Piantedosi: "I soccorsi in mare devono essere coordinati dagli Stati, la nave non ha rispettato la legge". L'ong tedesca: "Così si ostacolano gli aiuti"

Uno stop di 45 giorni e una multa da 7.500 euro. Sono le misure prese dal governo italiano nei confronti della ong tedesca 'Sea Watch', accusata di non aver cooperato con le autorità libiche durante il salvataggio, avvenuto il 13 agosto scorso, di sei naufraghi in acque internazionali. "45 giorni di fermo e 7 mila e 500 euro di multa per la Sea Watch 5. La nave, battente bandiera tedesca, ancora una volta non ha rispettato gli obblighi di legge previsti durante le operazioni in mare.

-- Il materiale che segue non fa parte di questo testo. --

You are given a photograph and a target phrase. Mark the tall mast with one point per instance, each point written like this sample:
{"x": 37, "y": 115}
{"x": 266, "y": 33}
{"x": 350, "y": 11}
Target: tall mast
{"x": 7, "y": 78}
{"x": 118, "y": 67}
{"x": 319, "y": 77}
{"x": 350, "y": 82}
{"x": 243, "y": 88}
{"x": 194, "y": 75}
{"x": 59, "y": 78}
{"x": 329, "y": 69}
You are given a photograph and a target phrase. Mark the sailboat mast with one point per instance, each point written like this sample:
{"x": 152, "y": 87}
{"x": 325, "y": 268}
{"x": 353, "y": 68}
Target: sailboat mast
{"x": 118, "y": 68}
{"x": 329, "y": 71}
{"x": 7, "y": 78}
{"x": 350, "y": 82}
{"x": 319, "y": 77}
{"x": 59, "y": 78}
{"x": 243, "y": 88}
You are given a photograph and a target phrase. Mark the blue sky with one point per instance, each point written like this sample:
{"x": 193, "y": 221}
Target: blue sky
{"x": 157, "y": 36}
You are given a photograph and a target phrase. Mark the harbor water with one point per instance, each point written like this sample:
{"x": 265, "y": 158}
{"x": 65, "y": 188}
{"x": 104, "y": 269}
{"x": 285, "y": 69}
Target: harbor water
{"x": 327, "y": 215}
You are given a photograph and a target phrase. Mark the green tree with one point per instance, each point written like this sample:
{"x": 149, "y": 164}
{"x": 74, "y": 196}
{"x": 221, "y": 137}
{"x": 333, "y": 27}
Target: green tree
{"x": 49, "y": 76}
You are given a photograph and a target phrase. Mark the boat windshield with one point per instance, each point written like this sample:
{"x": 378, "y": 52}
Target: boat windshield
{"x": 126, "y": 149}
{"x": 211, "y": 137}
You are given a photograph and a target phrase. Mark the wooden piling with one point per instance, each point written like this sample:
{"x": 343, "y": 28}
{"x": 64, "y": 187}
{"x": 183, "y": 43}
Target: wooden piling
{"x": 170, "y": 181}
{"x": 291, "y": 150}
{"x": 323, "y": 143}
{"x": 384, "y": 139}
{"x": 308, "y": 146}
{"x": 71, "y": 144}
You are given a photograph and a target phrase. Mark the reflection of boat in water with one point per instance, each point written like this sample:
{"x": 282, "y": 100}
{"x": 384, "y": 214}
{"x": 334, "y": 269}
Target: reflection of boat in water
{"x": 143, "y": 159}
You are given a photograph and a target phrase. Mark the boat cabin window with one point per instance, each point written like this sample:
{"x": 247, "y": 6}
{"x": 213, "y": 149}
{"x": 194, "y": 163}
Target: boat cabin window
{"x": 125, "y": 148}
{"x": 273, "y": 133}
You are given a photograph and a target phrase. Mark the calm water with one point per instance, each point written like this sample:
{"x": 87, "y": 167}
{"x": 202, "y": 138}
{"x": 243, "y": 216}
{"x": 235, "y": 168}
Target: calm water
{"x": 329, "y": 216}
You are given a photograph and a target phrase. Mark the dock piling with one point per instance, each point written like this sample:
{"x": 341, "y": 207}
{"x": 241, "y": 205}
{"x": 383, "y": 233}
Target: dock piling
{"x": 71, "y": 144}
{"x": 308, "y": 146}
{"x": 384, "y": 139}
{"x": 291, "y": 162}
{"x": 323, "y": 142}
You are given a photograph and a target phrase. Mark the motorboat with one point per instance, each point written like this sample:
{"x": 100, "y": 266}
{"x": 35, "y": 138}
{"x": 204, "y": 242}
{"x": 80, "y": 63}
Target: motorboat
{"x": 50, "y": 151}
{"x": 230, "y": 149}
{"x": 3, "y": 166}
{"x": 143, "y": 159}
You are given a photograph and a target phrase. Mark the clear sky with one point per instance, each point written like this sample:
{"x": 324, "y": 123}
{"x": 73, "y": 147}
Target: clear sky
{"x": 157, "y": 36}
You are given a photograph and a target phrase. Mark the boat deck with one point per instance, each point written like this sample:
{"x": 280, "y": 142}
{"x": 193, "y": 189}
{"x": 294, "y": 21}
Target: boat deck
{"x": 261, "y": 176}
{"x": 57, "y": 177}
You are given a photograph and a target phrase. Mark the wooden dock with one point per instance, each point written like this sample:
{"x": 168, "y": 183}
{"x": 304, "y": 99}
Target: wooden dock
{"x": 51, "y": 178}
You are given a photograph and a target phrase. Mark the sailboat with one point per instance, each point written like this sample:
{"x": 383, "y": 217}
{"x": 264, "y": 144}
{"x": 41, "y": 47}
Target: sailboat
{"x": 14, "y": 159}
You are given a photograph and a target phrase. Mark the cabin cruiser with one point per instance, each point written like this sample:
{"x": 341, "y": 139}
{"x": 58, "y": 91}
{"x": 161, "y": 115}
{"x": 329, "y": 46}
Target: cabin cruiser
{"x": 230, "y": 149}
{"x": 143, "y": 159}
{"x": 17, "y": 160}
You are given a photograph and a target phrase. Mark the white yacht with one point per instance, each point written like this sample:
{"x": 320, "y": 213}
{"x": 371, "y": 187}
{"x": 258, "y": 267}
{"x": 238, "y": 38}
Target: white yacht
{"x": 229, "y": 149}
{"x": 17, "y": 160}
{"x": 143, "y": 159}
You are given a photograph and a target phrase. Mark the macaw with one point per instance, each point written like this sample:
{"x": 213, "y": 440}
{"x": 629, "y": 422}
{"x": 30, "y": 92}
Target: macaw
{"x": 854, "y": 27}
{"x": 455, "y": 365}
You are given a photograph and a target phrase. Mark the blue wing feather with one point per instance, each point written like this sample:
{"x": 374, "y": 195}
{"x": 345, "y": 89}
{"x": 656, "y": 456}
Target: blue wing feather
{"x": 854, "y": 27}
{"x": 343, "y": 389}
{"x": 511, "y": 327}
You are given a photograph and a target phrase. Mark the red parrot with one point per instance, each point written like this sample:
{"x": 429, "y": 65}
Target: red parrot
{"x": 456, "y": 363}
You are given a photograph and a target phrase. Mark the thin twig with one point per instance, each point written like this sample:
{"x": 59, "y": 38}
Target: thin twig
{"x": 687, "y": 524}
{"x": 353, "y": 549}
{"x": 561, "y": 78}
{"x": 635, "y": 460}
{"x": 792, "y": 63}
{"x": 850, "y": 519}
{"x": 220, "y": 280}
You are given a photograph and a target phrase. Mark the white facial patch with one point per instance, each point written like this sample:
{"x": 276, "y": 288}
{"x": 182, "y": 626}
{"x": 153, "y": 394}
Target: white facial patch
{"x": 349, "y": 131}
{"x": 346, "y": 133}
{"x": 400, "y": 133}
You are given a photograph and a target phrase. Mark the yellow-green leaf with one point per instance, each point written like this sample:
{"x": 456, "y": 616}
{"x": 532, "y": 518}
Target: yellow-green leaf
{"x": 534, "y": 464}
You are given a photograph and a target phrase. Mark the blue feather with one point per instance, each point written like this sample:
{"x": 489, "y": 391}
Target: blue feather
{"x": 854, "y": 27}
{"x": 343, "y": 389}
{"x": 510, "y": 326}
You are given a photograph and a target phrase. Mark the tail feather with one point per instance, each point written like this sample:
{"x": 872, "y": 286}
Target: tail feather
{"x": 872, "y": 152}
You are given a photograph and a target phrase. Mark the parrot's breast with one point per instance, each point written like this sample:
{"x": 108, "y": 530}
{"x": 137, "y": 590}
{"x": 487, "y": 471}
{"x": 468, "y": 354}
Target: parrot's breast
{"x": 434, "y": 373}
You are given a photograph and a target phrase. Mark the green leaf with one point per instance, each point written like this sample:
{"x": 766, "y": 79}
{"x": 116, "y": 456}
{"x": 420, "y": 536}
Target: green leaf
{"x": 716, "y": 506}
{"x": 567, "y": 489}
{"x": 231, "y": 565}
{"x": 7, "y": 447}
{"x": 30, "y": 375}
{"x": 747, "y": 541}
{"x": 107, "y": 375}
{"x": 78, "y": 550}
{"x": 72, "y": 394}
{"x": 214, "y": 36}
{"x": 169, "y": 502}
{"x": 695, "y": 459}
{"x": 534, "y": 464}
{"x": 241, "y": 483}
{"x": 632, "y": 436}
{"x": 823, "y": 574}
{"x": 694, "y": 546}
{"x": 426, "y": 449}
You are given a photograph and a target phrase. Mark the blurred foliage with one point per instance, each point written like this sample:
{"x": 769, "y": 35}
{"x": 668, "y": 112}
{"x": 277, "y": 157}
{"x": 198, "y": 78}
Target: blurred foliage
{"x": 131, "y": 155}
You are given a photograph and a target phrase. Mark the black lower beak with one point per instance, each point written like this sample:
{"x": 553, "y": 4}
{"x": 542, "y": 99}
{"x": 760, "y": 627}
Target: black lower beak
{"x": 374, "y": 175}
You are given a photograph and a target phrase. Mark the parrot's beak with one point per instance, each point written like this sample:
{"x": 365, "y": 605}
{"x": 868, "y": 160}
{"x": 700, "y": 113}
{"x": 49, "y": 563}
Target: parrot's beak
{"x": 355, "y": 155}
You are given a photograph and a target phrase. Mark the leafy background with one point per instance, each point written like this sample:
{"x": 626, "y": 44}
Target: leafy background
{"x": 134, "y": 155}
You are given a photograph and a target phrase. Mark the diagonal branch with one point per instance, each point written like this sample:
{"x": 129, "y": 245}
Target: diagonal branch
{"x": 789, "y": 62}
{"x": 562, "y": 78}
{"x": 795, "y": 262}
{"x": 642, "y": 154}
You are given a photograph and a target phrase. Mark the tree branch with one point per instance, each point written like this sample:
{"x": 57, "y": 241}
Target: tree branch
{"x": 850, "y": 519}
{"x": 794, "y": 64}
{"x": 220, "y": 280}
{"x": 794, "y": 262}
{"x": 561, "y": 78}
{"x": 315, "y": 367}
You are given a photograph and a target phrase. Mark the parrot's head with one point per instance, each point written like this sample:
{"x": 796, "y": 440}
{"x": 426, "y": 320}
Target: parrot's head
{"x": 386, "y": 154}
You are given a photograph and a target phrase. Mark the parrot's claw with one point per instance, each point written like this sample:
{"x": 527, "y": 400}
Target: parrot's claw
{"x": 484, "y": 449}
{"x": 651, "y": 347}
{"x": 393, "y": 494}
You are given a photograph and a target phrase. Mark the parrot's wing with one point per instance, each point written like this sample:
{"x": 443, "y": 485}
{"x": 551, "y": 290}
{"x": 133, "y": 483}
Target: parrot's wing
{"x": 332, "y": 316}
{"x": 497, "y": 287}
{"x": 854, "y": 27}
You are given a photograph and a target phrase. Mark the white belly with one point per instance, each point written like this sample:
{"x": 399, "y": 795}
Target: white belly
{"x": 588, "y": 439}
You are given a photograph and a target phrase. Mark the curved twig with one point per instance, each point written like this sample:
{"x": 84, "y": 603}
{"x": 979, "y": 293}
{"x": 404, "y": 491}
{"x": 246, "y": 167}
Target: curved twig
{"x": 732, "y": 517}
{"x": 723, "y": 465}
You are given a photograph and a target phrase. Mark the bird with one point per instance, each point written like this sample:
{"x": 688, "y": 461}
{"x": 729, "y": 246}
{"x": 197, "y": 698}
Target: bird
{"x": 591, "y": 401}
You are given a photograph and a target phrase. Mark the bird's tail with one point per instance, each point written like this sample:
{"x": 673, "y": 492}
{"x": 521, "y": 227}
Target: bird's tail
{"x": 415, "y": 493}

Una grave violazione della normativa: le attività di soccorso in mare devono essere gestite e coordinate dagli Stati competenti, non dalle Ong", scrive il ministro dell'Interno, Matteo Piantedosi, in un post su X.

La ricostruzione di Sea Watch

"La nostra equipe salva 6 persone dall'annegamento. Pochi minuti dopo, un'imbarcazione libica punta loro contro un'arma. Alcuni giorni dopo, stanno documentando 8 corpi in acqua. La risposta dell'Italia: la Sea-Watch 5 viene fermata per 45 giorni. Più una multa di € 7.500", si legge in un primo post della ong su X. E ancora: "L'accusa: La Sea-Watch 5 non ha informato la guardia costiera libica. Ma c'è stato contatto radio — ogni autorità è stata notificata. Nel frattempo, 20 corpi sono stati trovati nel Mediterraneo centrale negli stessi giorni. Oltre 55 solo dal 4 agosto".